Add it all up and it’s looking increasingly like the decades-long bull market in Western government bonds has given way to what may be an equally long bear market. That will keep upward pressure on rates from here on in. So anyone who built up a lot of debt in the easy-money years, when it looked like interest rates would stay low forever, may soon face a reckoning.
In particular, investors who piled up loans to buy assets, in the days when credit was cheap and asset prices seemed only ever to rise, may be forced to liquidate holdings to cover their rising costs. That could trigger a surge in supply that drives down prices, leaving leveraged investors even worse off.
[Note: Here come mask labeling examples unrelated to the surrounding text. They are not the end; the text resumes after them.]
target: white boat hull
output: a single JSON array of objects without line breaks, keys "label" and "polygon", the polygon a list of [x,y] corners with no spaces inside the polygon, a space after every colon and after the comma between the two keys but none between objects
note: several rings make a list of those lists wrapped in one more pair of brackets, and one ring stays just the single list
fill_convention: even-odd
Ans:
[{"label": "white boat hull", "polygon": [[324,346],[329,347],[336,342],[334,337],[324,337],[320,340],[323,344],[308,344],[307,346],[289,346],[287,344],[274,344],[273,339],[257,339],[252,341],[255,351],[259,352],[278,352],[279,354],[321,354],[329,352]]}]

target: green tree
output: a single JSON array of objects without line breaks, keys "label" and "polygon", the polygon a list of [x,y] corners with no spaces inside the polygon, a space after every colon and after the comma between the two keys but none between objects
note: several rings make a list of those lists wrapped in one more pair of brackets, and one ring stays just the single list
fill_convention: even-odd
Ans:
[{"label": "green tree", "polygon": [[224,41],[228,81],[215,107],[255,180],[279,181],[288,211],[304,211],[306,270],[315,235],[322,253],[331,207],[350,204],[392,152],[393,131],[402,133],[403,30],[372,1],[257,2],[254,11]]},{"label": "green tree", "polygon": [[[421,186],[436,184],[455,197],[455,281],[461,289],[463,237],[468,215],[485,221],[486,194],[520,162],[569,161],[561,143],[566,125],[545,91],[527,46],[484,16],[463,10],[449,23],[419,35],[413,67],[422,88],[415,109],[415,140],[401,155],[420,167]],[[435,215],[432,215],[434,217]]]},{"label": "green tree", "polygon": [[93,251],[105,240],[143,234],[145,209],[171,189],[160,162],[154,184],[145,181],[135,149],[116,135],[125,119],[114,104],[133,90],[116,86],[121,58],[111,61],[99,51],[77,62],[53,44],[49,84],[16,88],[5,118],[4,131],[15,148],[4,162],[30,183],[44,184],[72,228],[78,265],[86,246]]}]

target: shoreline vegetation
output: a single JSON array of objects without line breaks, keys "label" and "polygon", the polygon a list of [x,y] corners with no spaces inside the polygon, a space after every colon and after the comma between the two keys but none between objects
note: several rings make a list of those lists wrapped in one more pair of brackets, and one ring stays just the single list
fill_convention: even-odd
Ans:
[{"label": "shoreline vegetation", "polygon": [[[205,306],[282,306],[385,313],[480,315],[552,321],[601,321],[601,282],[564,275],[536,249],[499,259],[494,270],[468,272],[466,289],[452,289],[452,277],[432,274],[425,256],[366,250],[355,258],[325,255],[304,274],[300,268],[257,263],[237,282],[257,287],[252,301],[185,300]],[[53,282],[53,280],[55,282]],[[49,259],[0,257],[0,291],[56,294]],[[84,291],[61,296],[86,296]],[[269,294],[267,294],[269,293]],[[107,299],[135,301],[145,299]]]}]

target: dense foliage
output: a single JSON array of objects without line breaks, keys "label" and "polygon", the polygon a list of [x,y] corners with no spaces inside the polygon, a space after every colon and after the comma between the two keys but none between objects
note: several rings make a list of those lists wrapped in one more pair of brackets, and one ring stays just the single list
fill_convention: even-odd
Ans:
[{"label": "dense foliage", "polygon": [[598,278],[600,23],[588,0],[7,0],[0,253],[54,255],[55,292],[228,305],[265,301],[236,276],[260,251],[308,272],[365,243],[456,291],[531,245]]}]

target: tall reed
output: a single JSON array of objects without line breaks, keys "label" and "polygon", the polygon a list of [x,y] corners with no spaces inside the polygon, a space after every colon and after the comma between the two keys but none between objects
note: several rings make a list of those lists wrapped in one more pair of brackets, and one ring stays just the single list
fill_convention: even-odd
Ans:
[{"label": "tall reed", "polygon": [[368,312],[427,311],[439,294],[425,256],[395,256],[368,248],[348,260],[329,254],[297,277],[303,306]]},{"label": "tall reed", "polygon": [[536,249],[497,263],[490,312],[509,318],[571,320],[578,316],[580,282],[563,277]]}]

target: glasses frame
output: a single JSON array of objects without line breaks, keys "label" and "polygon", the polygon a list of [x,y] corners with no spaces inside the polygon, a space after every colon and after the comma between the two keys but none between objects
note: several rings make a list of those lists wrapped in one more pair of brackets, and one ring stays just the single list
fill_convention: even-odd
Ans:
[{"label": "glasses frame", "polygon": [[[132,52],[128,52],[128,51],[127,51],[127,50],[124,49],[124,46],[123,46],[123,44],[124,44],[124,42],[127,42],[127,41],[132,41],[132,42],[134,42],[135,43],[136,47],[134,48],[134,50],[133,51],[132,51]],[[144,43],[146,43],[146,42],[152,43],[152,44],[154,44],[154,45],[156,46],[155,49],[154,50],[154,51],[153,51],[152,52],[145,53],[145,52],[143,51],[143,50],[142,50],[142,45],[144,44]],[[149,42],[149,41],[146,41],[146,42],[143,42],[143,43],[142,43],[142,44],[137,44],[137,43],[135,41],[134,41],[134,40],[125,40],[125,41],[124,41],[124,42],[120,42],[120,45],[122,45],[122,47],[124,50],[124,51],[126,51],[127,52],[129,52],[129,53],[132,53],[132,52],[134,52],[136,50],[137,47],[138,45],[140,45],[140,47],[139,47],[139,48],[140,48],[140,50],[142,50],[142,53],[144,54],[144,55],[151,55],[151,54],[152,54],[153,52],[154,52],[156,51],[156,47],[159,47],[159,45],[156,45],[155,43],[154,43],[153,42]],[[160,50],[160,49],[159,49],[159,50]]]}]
In consequence, the risk of crashes in some assets can’t be ruled out. British real estate may come under further pressure and American stock markets look shaky. There may be real pain in commercial real estate. Bitcoin may be the canary in the coalmine: if it heads south sharply, it may indicate a ‘risk-off’ rush in markets, which could signal trouble ahead for other assets. Reports that Elon Musk sold off his bitcoin holdings overnight can’t have helped that cause.
A 2008 crash may not be on the horizon, but anyone carrying a lot of debt may want to assess their position, because it’s looking ever more likely that these high interest rates are here to stay.